Iran adheres to ambiguity over attack on US base in Syria

0

TEHRAN – Iran’s Foreign Ministry suggested on Tuesday that a statement by a group called the Iranian Consultative Center in Syria – which warned US forces of fresh attacks – was not representative of Tehran’s position.

“The Ministry of Foreign Affairs or the Embassy in Damascus will make public Iran’s official positions on the fight against terrorism in Syria,” ministry spokesman Nasser Kanaani said, according to the state-run IRNA news agency.

In a statement circulated on social media last week, the body issued a warning to US forces in Syria, promising to target them if they attack Iranian troops or bases there.

While carefully avoiding commenting on the group’s affiliation, Kanani reiterated on the official Iranian line that his presence in Syria comes at the behest of the Syrian government and for the purpose of “helping the Syrian army and people against terrorist groups.”

Iran has claimed that its forces in Syria are only acting in an advisory role, rather than engaging in direct combat activities.

The statement from the largely unknown group came in response to a series of American military strikes in Syria’s Deir ez-Zor province last Thursday. The targeted facilities are reported to belong to the Islamic Revolutionary Guard Corps (IRGC).

The US military explained that the airstrikes came in retaliation for a drone strike on a maintenance facility run by the US-led coalition. An American contractor was killed and five soldiers wounded in what Washington blamed on Iranian-backed proxies. Tehran, for its part, has accused the United States of targeting civilians in Deir ez-Zor.

Iran-backed militias have carried out several drone attacks on US targets in Syria in recent years, including the January attack on the Al-Tanf garrison in Homs province.

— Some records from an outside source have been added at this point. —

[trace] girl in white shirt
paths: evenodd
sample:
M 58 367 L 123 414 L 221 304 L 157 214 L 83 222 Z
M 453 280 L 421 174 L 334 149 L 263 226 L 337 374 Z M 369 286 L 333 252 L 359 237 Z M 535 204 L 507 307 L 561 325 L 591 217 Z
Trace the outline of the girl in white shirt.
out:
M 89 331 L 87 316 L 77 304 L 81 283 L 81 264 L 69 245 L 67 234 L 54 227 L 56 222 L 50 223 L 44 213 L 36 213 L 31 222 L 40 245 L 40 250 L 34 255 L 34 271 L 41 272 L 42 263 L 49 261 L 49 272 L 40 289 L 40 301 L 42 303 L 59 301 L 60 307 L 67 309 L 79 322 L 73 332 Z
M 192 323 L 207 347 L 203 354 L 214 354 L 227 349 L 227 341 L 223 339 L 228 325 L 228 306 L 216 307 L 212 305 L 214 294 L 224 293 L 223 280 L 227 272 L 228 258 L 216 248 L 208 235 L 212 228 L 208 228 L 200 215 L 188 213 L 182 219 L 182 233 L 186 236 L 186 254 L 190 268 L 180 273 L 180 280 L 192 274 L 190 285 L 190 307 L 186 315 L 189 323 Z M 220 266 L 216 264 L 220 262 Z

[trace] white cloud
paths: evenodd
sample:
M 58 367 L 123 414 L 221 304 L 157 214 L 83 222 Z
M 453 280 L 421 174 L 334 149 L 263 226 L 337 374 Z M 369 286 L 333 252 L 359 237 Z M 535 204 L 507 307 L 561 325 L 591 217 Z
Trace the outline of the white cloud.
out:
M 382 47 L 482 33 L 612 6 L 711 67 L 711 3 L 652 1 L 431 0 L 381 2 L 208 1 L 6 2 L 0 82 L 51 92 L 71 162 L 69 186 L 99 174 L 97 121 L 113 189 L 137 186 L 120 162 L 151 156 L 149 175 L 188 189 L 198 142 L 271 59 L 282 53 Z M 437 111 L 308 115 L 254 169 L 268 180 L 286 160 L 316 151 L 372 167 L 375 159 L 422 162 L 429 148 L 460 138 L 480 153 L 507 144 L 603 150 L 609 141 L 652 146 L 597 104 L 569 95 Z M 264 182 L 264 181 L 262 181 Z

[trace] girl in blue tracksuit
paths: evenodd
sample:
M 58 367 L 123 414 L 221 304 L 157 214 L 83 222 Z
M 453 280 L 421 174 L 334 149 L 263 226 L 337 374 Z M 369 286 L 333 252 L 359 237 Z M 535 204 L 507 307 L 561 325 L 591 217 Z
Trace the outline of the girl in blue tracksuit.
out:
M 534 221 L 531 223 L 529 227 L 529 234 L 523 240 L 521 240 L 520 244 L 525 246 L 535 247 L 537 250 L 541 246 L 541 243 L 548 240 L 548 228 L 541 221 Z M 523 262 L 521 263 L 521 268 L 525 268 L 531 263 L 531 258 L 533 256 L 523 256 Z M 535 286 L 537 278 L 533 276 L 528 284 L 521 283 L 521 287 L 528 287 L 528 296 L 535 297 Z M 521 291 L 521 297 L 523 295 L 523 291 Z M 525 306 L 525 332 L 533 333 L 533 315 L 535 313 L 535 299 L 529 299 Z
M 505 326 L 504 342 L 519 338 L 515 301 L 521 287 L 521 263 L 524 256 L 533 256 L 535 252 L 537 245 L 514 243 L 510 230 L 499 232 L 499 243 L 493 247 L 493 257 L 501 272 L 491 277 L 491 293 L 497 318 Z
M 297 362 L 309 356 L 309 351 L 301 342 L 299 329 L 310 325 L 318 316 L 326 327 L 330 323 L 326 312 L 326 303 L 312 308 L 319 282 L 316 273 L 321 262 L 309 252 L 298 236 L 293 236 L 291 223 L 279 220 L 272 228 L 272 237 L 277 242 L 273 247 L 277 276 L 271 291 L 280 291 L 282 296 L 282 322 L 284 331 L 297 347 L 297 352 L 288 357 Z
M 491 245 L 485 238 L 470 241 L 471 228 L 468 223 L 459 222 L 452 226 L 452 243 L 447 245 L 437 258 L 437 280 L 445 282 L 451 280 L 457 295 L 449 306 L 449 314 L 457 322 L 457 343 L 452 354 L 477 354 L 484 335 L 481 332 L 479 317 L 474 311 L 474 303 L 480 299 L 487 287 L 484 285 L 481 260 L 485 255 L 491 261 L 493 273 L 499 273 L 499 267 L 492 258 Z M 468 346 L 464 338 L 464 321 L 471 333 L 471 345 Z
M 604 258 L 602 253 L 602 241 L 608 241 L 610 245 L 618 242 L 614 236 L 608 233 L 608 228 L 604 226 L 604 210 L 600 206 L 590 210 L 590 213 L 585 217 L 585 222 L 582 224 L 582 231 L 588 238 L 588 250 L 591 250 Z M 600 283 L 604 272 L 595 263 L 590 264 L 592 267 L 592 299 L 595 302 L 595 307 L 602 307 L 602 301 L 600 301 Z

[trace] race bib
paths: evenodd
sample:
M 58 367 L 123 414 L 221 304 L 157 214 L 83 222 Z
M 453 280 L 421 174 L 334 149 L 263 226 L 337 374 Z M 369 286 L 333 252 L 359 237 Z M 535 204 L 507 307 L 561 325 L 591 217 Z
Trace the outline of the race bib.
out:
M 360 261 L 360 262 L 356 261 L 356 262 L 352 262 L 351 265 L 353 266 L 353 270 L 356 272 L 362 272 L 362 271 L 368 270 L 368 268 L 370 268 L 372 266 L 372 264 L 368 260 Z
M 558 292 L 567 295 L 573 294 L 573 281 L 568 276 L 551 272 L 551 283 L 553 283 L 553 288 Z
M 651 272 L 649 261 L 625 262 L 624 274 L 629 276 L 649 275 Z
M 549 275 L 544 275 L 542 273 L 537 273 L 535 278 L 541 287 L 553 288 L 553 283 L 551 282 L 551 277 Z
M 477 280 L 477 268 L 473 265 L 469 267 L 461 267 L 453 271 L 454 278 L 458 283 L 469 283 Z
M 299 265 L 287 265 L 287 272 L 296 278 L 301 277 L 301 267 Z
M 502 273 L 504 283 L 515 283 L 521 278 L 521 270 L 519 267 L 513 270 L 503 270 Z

After last week, IRGC media outlets published a claim of responsibility from another obscure Iraqi group. Fars and Tasnim news agencies released a statement in Arabic attributed to Liwa al-Ghalibun, the “Brigade of Bucks,” without elaborating on the group’s background, prompting arguments that the IRGC is using those names as a cover to avoid accountability.

While doing well to avoid direct demands, Iran has acknowledged its support for a network of anti-American and anti-Israeli militias across the Middle East.

“We openly declare our support for the resistance,” Supreme Leader Ayatollah Ali Khamenei said last week in a speech celebrating Iran’s new year. What Tehran calls the “counter-resistance” is largely to its Western proxies as fringe terrorist groups that destabilize the Middle East.

Over the past decade, the presence of the IRGC in Syria and Iraq has interfered with the normal duties of the Iranian Ministry of Foreign Affairs. Even ambassadors to both countries were appointed not from the career diplomats of the Ministry of Foreign Affairs, but from among the men in uniform serving with the IRGC’s Quds Force, the notorious branch responsible for overseas activities.

As early as Monday, senior Quds Force commander Hossein Akbari was named as Iran’s new ambassador to Damascus.